[messaging] Test Data for the Usability Study

Sun Jun 15 10:26:28 PDT 2014

-----BEGIN PGP SIGNED MESSAGE-----
Hash: SHA256

On 12/06/14 23:17, Tom Ritter wrote:
> It would be great if people could review the code (and math) and
> check for mistakes. Please don't judge me by my code, I committed
> to getting something together for this, and it fell at a time of a
> cross-country move, job change, and other large commitments.
> Re-link: https://github.com/tomrittervg/crypto-usability-study
> Christine: it would also be great if you could clone and confirm
> you can 'make' in the 'pseudoword_testdata' directory and run
> ./genTestData.py successfully.

Thanks for creating this! It works for me too, after chmod as
Christine mentioned. The Perl version of the poem code was lagging
behind the Java version - I've brought it up to date and submitted a
pull request.

I'm trying to understand the 2^80 attack code for the poem generator.
As far as I can tell, it generates a poem, then creates a modified
version by replacing at least 48 bits' worth of words with random
words of the same type (nouns for nouns, adjectives for adjectives,
etc). So approximately 80 bits' worth of words are shared between the
two poems.

There are a couple of problems with this approach. First, it never
modifies the structure of the poem, which encodes some of the bits.
Second, the modified bits appear in clusters, aligned with word
boundaries. If we were to modify 48 bits at independently chosen
positions, more of the words would be affected.
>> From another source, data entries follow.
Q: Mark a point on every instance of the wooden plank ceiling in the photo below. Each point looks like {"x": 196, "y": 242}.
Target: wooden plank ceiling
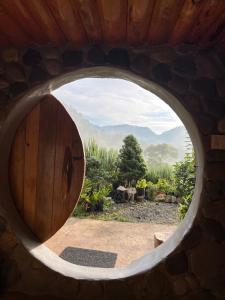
{"x": 112, "y": 22}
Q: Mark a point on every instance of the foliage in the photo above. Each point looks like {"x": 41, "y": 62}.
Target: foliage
{"x": 184, "y": 177}
{"x": 156, "y": 172}
{"x": 93, "y": 197}
{"x": 183, "y": 207}
{"x": 151, "y": 190}
{"x": 101, "y": 163}
{"x": 131, "y": 164}
{"x": 161, "y": 153}
{"x": 164, "y": 186}
{"x": 141, "y": 184}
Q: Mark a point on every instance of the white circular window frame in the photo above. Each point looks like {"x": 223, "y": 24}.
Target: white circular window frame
{"x": 40, "y": 251}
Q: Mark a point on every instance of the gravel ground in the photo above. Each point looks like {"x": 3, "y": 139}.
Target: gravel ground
{"x": 149, "y": 212}
{"x": 142, "y": 212}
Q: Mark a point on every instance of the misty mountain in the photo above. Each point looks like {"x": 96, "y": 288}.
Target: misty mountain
{"x": 112, "y": 136}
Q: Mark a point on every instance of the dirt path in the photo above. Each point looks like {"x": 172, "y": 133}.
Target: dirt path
{"x": 128, "y": 241}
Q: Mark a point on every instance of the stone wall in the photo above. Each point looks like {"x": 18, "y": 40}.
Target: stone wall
{"x": 196, "y": 269}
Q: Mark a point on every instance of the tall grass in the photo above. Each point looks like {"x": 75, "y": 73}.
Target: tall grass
{"x": 108, "y": 157}
{"x": 159, "y": 171}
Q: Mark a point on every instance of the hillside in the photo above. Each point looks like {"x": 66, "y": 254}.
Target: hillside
{"x": 112, "y": 136}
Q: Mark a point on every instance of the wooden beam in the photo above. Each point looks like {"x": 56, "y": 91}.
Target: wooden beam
{"x": 164, "y": 18}
{"x": 68, "y": 20}
{"x": 114, "y": 20}
{"x": 138, "y": 20}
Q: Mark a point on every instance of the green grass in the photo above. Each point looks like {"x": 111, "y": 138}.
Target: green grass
{"x": 114, "y": 216}
{"x": 80, "y": 212}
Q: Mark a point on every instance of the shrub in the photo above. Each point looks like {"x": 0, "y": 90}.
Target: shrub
{"x": 159, "y": 171}
{"x": 141, "y": 184}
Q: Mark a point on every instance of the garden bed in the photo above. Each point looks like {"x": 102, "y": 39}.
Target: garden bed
{"x": 141, "y": 212}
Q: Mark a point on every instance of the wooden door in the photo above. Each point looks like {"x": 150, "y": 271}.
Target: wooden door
{"x": 46, "y": 167}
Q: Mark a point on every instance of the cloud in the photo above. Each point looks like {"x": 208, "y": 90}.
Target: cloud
{"x": 116, "y": 101}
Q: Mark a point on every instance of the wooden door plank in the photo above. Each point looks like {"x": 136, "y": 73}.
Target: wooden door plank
{"x": 17, "y": 168}
{"x": 210, "y": 11}
{"x": 68, "y": 20}
{"x": 46, "y": 167}
{"x": 31, "y": 166}
{"x": 185, "y": 21}
{"x": 138, "y": 20}
{"x": 12, "y": 30}
{"x": 78, "y": 168}
{"x": 163, "y": 20}
{"x": 42, "y": 15}
{"x": 46, "y": 161}
{"x": 60, "y": 179}
{"x": 113, "y": 14}
{"x": 17, "y": 10}
{"x": 89, "y": 15}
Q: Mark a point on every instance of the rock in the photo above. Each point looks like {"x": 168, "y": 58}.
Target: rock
{"x": 193, "y": 103}
{"x": 193, "y": 238}
{"x": 207, "y": 261}
{"x": 38, "y": 74}
{"x": 215, "y": 189}
{"x": 213, "y": 229}
{"x": 177, "y": 264}
{"x": 206, "y": 124}
{"x": 3, "y": 84}
{"x": 179, "y": 84}
{"x": 185, "y": 49}
{"x": 215, "y": 171}
{"x": 205, "y": 87}
{"x": 216, "y": 211}
{"x": 118, "y": 57}
{"x": 10, "y": 55}
{"x": 180, "y": 286}
{"x": 162, "y": 73}
{"x": 206, "y": 66}
{"x": 72, "y": 58}
{"x": 96, "y": 55}
{"x": 200, "y": 294}
{"x": 220, "y": 85}
{"x": 53, "y": 67}
{"x": 160, "y": 197}
{"x": 18, "y": 88}
{"x": 185, "y": 66}
{"x": 141, "y": 64}
{"x": 214, "y": 108}
{"x": 161, "y": 237}
{"x": 32, "y": 57}
{"x": 15, "y": 72}
{"x": 50, "y": 53}
{"x": 221, "y": 125}
{"x": 162, "y": 54}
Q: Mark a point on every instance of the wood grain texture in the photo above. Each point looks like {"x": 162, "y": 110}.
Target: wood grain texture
{"x": 138, "y": 20}
{"x": 68, "y": 20}
{"x": 89, "y": 16}
{"x": 12, "y": 29}
{"x": 17, "y": 11}
{"x": 163, "y": 20}
{"x": 211, "y": 10}
{"x": 185, "y": 21}
{"x": 42, "y": 15}
{"x": 46, "y": 167}
{"x": 113, "y": 15}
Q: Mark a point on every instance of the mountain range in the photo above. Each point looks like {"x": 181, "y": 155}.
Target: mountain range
{"x": 112, "y": 136}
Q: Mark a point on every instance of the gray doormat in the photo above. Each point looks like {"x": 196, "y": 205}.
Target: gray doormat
{"x": 89, "y": 257}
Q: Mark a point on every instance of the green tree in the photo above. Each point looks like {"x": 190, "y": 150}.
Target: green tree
{"x": 184, "y": 179}
{"x": 131, "y": 165}
{"x": 160, "y": 154}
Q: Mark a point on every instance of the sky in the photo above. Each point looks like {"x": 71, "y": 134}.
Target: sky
{"x": 106, "y": 101}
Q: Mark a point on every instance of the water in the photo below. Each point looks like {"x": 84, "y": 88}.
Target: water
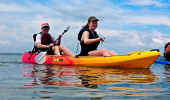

In general I'm not sure that modifying the representation, as opposed
to the fingerprint being represented, is a good way to model the
attacker. I thought we were trying to model an attacker who can
generate 2^80 fingerprints, then pick the one that's closest to the
victim's fingerprint, for some definition of "closest". In the first
stage of the study, we define "closest" as "sharing the most bits". *

If that's what we're trying to model, perhaps we should rewrite the
encoders to separate fingerprint generation (random or pseudo-random)
from encoding (deterministic). We could then generate pairs of
fingerprints (victim and attacker) that differ in the expected number
of bits, and run them through the encoders.

I'm happy to do this for the poem generator, but I may not be the best
person to do it for the other encoders.

Cheers,
Michael

* I'm not sure how many bits we'd expect the fingerprints to share in
this situation. I *think* it's 94, because the attacker can choose the
values of 80 bits and on average half the remaining bits will match by
chance. But I'm not confident about this...
-----BEGIN PGP SIGNATURE-----
Version: GnuPG v1.4.12 (GNU/Linux)

iQEcBAEBCAAGBQJTnddEAAoJEBEET9GfxSfMhrAIALten86vADGlVFsEyDt0ZX4S
NxbA25RSXxZwwcnhSArPwgzGiIRy5ea62UBETuRQcpbKPU8pAyNFs5btnszi1vNe
IC23Kj+9vKmWU5paXrqrru8xcNITOU3CmndF89sfGdmxYW9WQP8TfDK/WIAsKntj
8XCWegXg7w2b95sSNWE9PJyKqpD6GBdtP9PQxkVZ+uucEBhhdgZYPN/n74Ipob5L
4VbBnSEo2tisOZW/b0K/yUNZY4I5iYgztktUW1bJtscsmRuptUpNib2T7BUHTUsl
ec+0rq4yjuoQOHIgvW/f4/KZByLC7J0yPytDLsQX7CIYCSWpIR4oFccydMSuXYs=
=EQKs
-----END PGP SIGNATURE-----